While the Post celebrates, Newsday mourns the loss of one of its most celebrated journalists. Robert W. Greene, who led the paper to two Pulitzers for Public Service, died this week in New York, aged 78.
For much of his career, he could outthink, out-hustle, out-report, outeat, outdrink and outwork any other journalist in the country ... But if his excesses were occasionally unbridled, they were driven by his passion to get a good story and root out the bad guys.
Newsday writes in its tribute that Greene was “an inspiring, larger-than-life character who saw journalism as a blunt instrument of the public good”. His style is described as “aggressive”. Former Newsday editor Anthony Marro states that the Investigative Reports and Editors organisaztion Greene formed “remains his most important legacy, because he used it to help develop a culture in which public service journalism and investigative reporting became part of the newspaper’s core mission.”
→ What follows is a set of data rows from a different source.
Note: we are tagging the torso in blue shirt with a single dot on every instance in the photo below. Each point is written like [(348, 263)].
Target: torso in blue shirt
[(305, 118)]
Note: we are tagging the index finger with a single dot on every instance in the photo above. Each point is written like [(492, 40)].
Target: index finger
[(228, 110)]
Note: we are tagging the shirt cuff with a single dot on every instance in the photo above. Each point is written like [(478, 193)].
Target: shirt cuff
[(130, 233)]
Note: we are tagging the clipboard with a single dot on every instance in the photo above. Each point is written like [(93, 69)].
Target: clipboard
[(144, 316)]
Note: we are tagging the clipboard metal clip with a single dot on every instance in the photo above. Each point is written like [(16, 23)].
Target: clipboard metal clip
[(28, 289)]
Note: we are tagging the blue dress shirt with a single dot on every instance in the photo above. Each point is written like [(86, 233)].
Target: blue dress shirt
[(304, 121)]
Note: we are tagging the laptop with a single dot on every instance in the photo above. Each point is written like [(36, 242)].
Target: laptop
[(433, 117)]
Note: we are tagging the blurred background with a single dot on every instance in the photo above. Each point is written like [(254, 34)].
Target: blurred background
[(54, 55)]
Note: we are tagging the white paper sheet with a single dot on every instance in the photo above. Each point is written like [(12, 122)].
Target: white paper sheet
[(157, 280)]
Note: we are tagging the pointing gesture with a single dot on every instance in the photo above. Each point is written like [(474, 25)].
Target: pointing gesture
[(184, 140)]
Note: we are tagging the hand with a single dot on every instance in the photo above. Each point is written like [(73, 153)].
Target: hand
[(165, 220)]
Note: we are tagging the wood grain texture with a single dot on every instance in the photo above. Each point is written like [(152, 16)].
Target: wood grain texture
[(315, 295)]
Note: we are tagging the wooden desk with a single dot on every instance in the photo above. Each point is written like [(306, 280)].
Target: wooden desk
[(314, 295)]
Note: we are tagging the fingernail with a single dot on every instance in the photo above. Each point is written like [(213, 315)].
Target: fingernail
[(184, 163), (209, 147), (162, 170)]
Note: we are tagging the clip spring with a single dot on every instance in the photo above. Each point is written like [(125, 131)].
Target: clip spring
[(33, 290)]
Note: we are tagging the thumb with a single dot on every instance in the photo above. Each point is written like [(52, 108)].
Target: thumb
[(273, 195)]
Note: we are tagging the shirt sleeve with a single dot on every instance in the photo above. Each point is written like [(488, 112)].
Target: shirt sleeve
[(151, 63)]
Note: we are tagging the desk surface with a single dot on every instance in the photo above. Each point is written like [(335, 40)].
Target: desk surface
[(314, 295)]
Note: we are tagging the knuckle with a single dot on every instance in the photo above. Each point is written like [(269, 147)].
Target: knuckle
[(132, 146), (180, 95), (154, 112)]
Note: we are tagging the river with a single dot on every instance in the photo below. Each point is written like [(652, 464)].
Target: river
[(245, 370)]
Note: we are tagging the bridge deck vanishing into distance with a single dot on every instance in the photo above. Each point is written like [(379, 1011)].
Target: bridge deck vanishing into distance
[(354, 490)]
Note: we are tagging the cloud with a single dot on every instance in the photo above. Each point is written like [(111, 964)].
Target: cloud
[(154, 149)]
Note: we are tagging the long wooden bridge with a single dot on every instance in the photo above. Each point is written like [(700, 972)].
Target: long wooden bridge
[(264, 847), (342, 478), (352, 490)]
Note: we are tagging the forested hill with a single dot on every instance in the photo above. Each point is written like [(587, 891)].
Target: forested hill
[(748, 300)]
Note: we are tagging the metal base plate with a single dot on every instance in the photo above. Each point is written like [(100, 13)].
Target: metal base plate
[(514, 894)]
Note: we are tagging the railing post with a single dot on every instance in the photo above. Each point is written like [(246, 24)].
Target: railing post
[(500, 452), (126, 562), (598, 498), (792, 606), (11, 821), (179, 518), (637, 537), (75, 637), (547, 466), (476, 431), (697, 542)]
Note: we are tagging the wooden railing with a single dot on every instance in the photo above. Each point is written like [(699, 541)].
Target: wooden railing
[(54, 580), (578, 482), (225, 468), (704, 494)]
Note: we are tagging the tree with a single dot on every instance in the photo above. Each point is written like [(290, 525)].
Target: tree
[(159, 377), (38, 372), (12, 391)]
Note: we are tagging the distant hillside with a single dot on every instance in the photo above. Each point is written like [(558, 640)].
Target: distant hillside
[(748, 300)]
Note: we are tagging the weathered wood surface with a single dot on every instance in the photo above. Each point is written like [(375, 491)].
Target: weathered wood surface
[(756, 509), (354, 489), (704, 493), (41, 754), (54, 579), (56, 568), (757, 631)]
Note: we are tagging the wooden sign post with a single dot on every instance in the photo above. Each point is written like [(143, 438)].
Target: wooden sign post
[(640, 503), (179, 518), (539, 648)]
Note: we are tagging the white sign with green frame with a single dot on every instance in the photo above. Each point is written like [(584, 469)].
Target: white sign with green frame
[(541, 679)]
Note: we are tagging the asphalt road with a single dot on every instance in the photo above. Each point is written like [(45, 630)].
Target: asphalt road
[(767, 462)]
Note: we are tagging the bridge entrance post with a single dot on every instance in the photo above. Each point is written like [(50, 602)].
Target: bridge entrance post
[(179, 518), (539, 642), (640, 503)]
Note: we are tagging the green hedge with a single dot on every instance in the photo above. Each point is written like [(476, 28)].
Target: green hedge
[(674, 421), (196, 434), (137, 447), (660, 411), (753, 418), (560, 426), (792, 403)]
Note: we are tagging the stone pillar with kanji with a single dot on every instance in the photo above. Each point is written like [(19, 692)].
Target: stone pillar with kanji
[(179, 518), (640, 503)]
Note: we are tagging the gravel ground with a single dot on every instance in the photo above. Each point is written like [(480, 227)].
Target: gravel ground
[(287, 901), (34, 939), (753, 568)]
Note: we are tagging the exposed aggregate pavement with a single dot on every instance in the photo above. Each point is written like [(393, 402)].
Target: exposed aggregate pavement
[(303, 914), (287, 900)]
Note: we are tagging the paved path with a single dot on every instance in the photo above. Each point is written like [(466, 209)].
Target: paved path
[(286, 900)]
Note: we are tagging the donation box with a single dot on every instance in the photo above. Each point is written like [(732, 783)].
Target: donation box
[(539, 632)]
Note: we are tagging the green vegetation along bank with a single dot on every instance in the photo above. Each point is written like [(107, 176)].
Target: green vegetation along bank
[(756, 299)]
Robert Hass, winner of poetry award for his Time and Materials, tells the San Francisco Chronicle of his plans for the prize money: To buy a new stove.
Winning, Hass notes, has “intensified my desire to simplify my life and get on with my work.”
Hass is also discussed at the Gonzaga Bulletin.
The Jewish Journal has a great piece on Saul Friedlander, winner of the non-fiction prize for his book The Years of Extermination: Nazi Germany and the Jews, 1939-1945.
In Dominican slang, a tiguere is a cat from the streets, a homeboy who makes the most out of the situation at hand and is a master at improvisation. Diaz is that. Under the guise of a streetwise tale about a lovelorn “ghetto-nerd” and a cheating would-be hoodlum, he does nothing less than place us at the center of history.
Carolina González at the New American Media takes a detailed look at “why Wao’s Pulitzer matters”. She notes how Diaz’s book opens doors for American writers who wish to free themselves of particular constraints in their storytelling: [Thanks to Diaz] we can give ourselves permission to tell complex stories about ourselves, unapologetic about our cultural touchstones and historical references, in a language appropriate to our realities.”